The Steenberg Rosé 2016 was a tasting from early February 2017, and the heat in Cape Town went well with the tasting. This tasting business has become quite the family affair, as Jordan gets busy with the camera and Chomba and I look at the colour, smell and then taste the wine, sharing tasting notes as we go along. Jordan and Maya also get to nose the wine, and I can see their interest to learn based on smell and not taste.
The Steenberg Rosé 2016 is a blend of Syrah grapes from Robertson and Cinsault grapes from Stellenbosch, being 72% and 28% respectively. Cinsault is a red wine grape I had never heard of in my life until drinking this Steenberg Rosé 2016. If I am not mistaken, the grape was not in the previous vintages. After the grapes were pressed, the juice was left for a minimal time on the skins of the grape, giving the wine a beautiful blush pink colour. I was serving the wine chilled to a temperature of 12 degrees Celsius. I know this because the wine thermometer told me so. In case you didn’t believe me when I mentioned my toy last week.
The nose was floral for me, and yet Chomba picked up on the fruits first. Another reason why I find tasting so fascinating is the fact that, it really is your own experience based on what and how you perceive. On tasting, I did pick up the fruity notes Chomba had picked up in the aroma. My taste was still dominated by the spicy notes, but at least I tasted the watermelon Chomba had claimed on nosing the wine. For me though, the finish was a lot more dominated by the herbs. Chomba picked up peaches as well. I was battling to narrow down a particular spice that kept dominating taste buds at the back of my mouth, and voilà, it was none other than liquorice. At the same time Chomba chimed that she had picked up fennel. We were rather animated, and Jordan at this juncture mentioned that fennel does taste like liquorice.

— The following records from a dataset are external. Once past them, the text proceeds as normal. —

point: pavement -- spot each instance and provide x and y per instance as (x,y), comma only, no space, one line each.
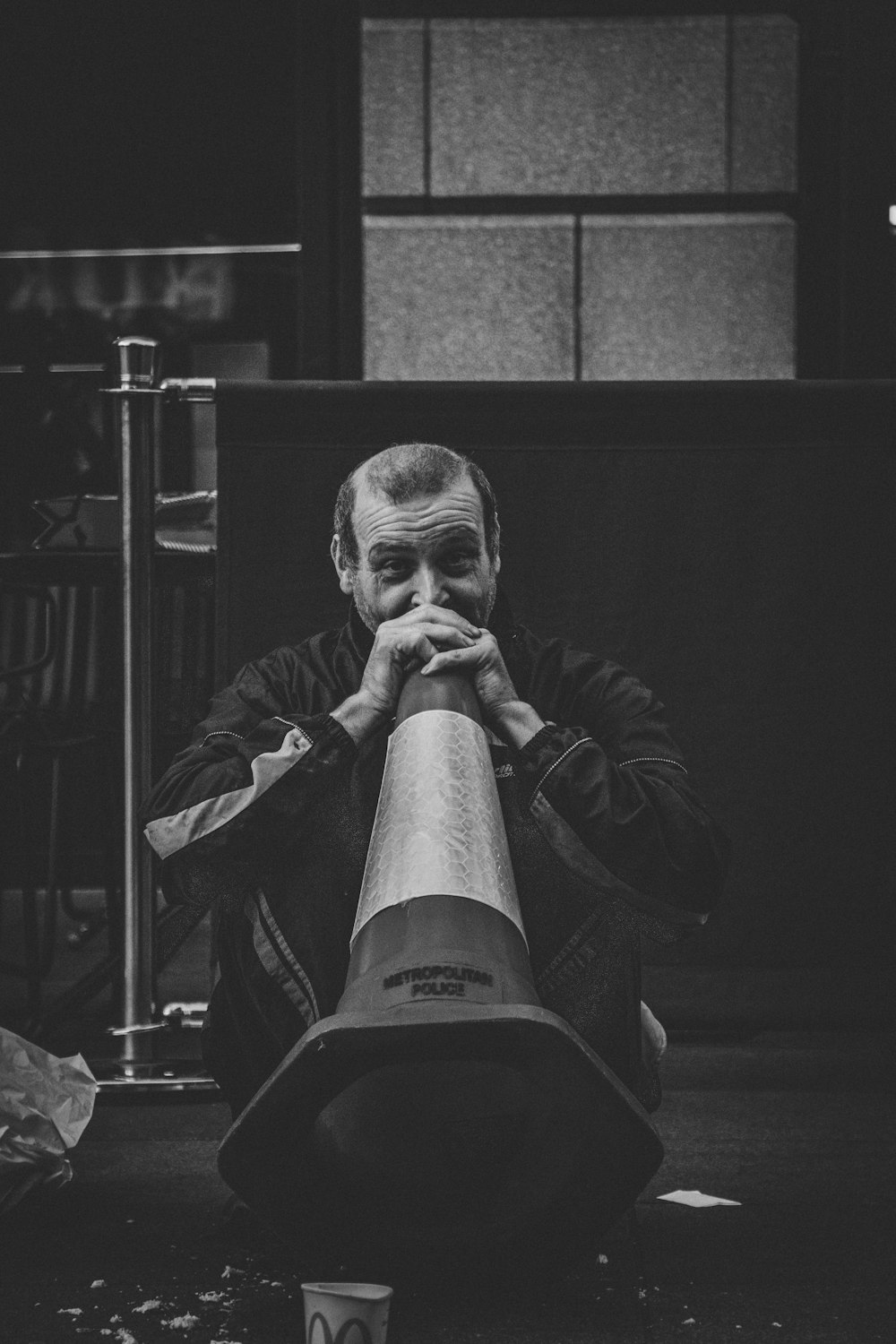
(798,1129)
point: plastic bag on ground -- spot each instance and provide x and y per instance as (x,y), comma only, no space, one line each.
(45,1107)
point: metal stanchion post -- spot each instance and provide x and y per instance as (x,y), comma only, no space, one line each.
(139,1067)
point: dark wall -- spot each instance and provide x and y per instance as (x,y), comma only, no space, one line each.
(726,543)
(147,124)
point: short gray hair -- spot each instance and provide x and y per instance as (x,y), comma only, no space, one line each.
(403,472)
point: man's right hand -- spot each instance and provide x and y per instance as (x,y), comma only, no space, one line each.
(400,647)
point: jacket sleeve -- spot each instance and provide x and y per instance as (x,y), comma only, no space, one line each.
(614,801)
(247,784)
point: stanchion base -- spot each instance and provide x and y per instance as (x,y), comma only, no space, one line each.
(118,1080)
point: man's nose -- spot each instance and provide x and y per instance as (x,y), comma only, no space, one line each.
(430,588)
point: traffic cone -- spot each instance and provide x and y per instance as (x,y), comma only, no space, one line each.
(441,1112)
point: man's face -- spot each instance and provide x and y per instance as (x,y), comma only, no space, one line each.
(430,548)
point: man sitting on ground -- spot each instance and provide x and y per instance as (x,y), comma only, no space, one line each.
(269,812)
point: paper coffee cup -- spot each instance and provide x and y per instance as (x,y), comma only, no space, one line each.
(346,1314)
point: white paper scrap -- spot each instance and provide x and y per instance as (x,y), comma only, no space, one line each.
(696,1199)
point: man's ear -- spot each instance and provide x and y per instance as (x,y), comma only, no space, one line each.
(346,574)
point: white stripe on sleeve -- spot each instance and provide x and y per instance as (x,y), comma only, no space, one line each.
(168,835)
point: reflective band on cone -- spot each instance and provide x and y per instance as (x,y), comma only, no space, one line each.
(438,827)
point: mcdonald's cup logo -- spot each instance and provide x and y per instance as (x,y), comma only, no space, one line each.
(349,1332)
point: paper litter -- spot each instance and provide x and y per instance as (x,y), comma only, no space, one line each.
(696,1199)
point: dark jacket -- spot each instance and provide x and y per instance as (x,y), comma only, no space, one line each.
(271,811)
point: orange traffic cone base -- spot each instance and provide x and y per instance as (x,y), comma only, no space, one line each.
(469,1131)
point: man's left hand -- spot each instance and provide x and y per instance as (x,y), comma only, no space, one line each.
(498,701)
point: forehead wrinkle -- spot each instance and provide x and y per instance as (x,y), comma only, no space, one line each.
(382,523)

This is a medium bodied wine, 13% in alcohol and it really is a fresh easy drink, fantastic on a hot summer day. It has a decent finish, that lingers at the back of your palate and is one that is dangerous in the sense of how quickly I go through a glass! I’m a wine club member at Steenberg, so I bought it cheaper than the Retail price of R80-00. That makes it a Category C wine by my scale, and at that price it is testament again to my argument that South Africa has quality wines that are below R100-00 per bottle in price. JD Pretorius, won the Diners Club Young Winemaker of the year in 2014, and he has been the cellar master at Steenberg since 2012. The Steenberg Rosé 2016 is a definite HIT for me.
Steenberg is the oldest farm in the Cape and its first owner, Lady Catharina, was the first female land owner in Southern Africa. She is a legend! If you ever go wine tasting at Steenberg, you must immerse yourself in her encapsulating story, which, myth or not, makes for a wonderful addition to the Steenberg experience.